Classification performance and cross-validation
It’s usually the case that applying a trained classifier to the training samples yields better performance than applying it to the test (unknown) samples, since the training samples provide information as to what genes (or gene sets) distinguish the two training classes best, so that these genes will be weighted more in the trained classifier and classify training samples well.

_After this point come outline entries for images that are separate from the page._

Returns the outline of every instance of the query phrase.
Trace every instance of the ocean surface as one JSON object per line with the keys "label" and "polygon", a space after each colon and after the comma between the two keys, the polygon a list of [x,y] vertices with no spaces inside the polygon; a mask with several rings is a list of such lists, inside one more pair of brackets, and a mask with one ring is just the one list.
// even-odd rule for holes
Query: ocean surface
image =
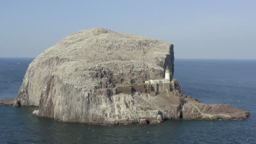
{"label": "ocean surface", "polygon": [[[0,58],[0,99],[16,96],[33,58]],[[101,126],[39,118],[36,107],[0,105],[0,143],[256,143],[256,60],[176,59],[184,94],[248,110],[244,121],[169,120]]]}

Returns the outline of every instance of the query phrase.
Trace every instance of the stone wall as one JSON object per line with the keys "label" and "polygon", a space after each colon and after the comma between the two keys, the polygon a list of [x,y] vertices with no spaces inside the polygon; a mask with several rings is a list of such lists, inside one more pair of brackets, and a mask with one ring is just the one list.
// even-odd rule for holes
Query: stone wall
{"label": "stone wall", "polygon": [[124,94],[131,94],[132,93],[132,87],[118,87],[115,89],[115,94],[118,94],[119,93]]}

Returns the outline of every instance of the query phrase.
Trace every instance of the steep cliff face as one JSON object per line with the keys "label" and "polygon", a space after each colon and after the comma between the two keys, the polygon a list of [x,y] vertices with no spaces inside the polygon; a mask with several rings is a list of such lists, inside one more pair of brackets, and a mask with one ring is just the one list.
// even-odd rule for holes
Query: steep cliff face
{"label": "steep cliff face", "polygon": [[[173,61],[173,46],[161,40],[101,28],[82,31],[31,63],[15,105],[39,106],[38,116],[63,121],[125,123],[156,118],[160,109],[148,105],[158,99],[115,95],[110,89],[162,79],[166,69],[172,79]],[[173,106],[166,115],[178,118],[179,103]]]}
{"label": "steep cliff face", "polygon": [[[229,105],[205,105],[183,95],[172,79],[173,53],[173,45],[160,40],[101,28],[80,31],[40,54],[30,64],[17,97],[0,104],[38,106],[33,112],[38,116],[99,124],[249,116]],[[166,69],[172,80],[170,91],[156,95],[114,93],[117,87],[162,79]]]}

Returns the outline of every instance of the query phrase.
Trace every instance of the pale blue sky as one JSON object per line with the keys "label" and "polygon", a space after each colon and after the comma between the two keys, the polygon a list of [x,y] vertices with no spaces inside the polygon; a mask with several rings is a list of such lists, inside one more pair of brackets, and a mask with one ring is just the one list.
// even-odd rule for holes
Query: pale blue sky
{"label": "pale blue sky", "polygon": [[164,40],[176,58],[256,59],[256,1],[1,1],[0,57],[96,27]]}

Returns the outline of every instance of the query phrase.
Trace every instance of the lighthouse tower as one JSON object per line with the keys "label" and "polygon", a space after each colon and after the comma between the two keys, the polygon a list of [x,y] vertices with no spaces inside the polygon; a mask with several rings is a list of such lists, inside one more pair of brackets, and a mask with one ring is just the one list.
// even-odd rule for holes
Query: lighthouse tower
{"label": "lighthouse tower", "polygon": [[165,79],[167,79],[168,80],[170,80],[170,71],[169,70],[167,69],[165,70]]}

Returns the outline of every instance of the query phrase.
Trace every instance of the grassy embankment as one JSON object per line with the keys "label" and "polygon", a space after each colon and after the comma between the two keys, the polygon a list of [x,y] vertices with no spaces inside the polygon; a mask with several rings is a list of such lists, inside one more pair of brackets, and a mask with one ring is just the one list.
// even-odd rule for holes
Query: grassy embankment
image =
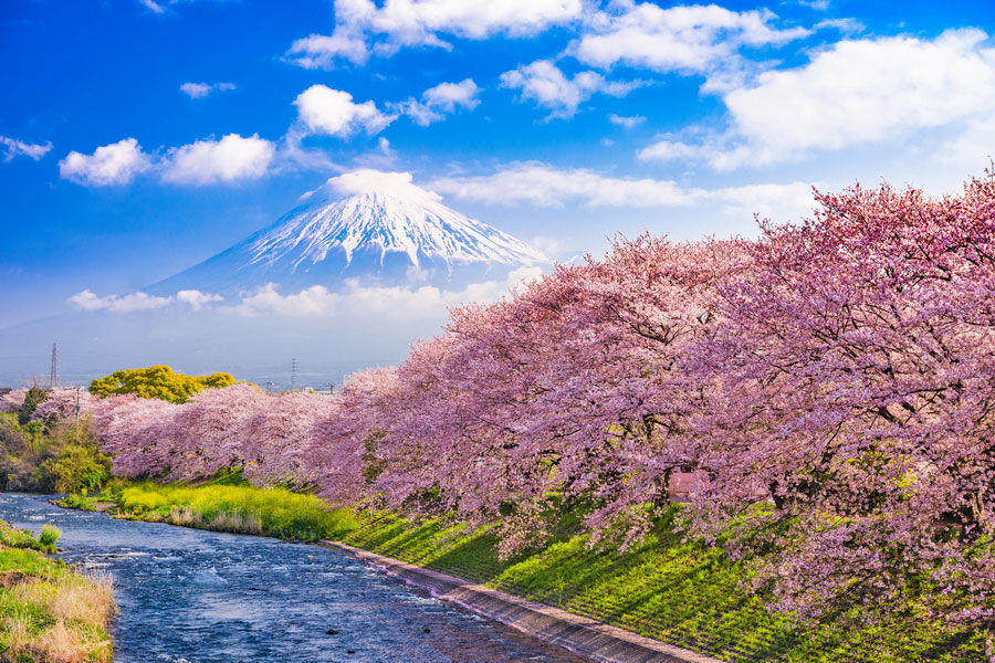
{"label": "grassy embankment", "polygon": [[290,540],[338,538],[356,527],[348,509],[284,488],[252,487],[239,475],[205,485],[115,480],[103,494],[72,495],[60,505],[90,509],[101,502],[113,502],[118,517]]}
{"label": "grassy embankment", "polygon": [[0,660],[29,663],[113,660],[106,632],[114,614],[111,580],[85,578],[60,560],[61,533],[45,525],[35,539],[0,520]]}
{"label": "grassy embankment", "polygon": [[486,528],[387,513],[352,517],[280,490],[146,483],[118,487],[114,501],[128,517],[342,540],[730,662],[986,660],[980,638],[926,621],[855,629],[839,619],[794,628],[741,588],[741,565],[703,541],[685,540],[666,520],[624,552],[589,547],[567,518],[552,543],[502,560]]}

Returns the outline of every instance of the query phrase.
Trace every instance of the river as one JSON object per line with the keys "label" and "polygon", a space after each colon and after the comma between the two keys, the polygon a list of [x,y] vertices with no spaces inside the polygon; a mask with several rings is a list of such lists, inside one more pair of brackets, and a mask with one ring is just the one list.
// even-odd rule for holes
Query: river
{"label": "river", "polygon": [[111,572],[122,663],[583,663],[338,550],[115,520],[0,493],[0,518],[62,529],[61,557]]}

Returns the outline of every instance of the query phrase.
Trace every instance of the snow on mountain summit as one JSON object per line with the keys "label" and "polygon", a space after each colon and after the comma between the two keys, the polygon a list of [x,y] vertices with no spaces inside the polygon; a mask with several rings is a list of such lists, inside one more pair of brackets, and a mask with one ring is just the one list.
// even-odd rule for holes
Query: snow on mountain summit
{"label": "snow on mountain summit", "polygon": [[339,175],[300,203],[269,228],[145,290],[334,287],[346,278],[454,285],[551,263],[525,242],[442,204],[407,172]]}
{"label": "snow on mountain summit", "polygon": [[249,244],[252,263],[293,262],[294,270],[324,261],[342,249],[346,262],[357,250],[378,248],[446,263],[545,263],[536,249],[496,228],[474,221],[411,183],[407,172],[357,170],[333,177],[305,193],[304,206],[258,234]]}

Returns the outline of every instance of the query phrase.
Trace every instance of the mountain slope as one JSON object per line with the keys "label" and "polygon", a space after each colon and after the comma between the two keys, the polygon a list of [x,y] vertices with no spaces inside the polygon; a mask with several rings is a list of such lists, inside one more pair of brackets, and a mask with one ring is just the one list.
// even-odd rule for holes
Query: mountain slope
{"label": "mountain slope", "polygon": [[284,288],[349,278],[460,286],[549,259],[441,202],[407,173],[358,170],[329,179],[297,208],[227,251],[145,288],[171,294]]}

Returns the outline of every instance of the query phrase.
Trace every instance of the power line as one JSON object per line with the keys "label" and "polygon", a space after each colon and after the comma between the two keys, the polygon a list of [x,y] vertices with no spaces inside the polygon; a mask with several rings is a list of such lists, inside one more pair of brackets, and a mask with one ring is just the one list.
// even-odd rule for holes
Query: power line
{"label": "power line", "polygon": [[59,348],[54,343],[52,344],[52,370],[49,372],[49,386],[53,388],[59,386]]}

One may try an informal way to do classification: first filter genes (Analysis/Filter genes) using the training samples (without using class information), then cluster all the samples using this set of genes. From such sample clustering you may see if two classes separate and how the test samples are assigned. This gives you the bottom line that a real trained classifier should perform.
[V6/16/08+]
At “Analysis/Classify samples”, you can specify sample groups and then perform
leave-one out cross-validation. Each time, a sample will be excluded, and genes
will be filtered using “Analysis/ANOVA” (specify a factor there) or
“Analysis/Filter genes” (specify filtering criteria there and perform filtering
once before this step”. The filtered genes will be used to train a classifier
using LDA, and the left-out sample will be predicted. This filtering and
prediction iterates for all samples to obtain cross-validation accuracy.
Principal Component Analysis (PCA, Alter
et al. 2000, Raychaudhuri
et al. 2000) is a
useful way to explore the naturally arising sample classes based on the
expression profile. Check the button “Perform Principal Component Analysis
instead” in the “Analysis/LDA Classification” dialog to perform PCA. The
installation of R is not required for PCA analysis.
The sample and gene specifications are similar to the
LDA analysis, and all the samples in the left-side “Sample” box will be used
for PCA. The first two principal components (PC) will be plotted. The class
labels are used to color the samples but do not enter the PCA analysis, and the
samples of unknown classes are colored as black. Each PC is a linear
transformation of the expression values of all genes in a gene list. So in
effect PCA maps samples in high N dimension (N is the number of genes) to two
dimension, maximizing the space among the samples.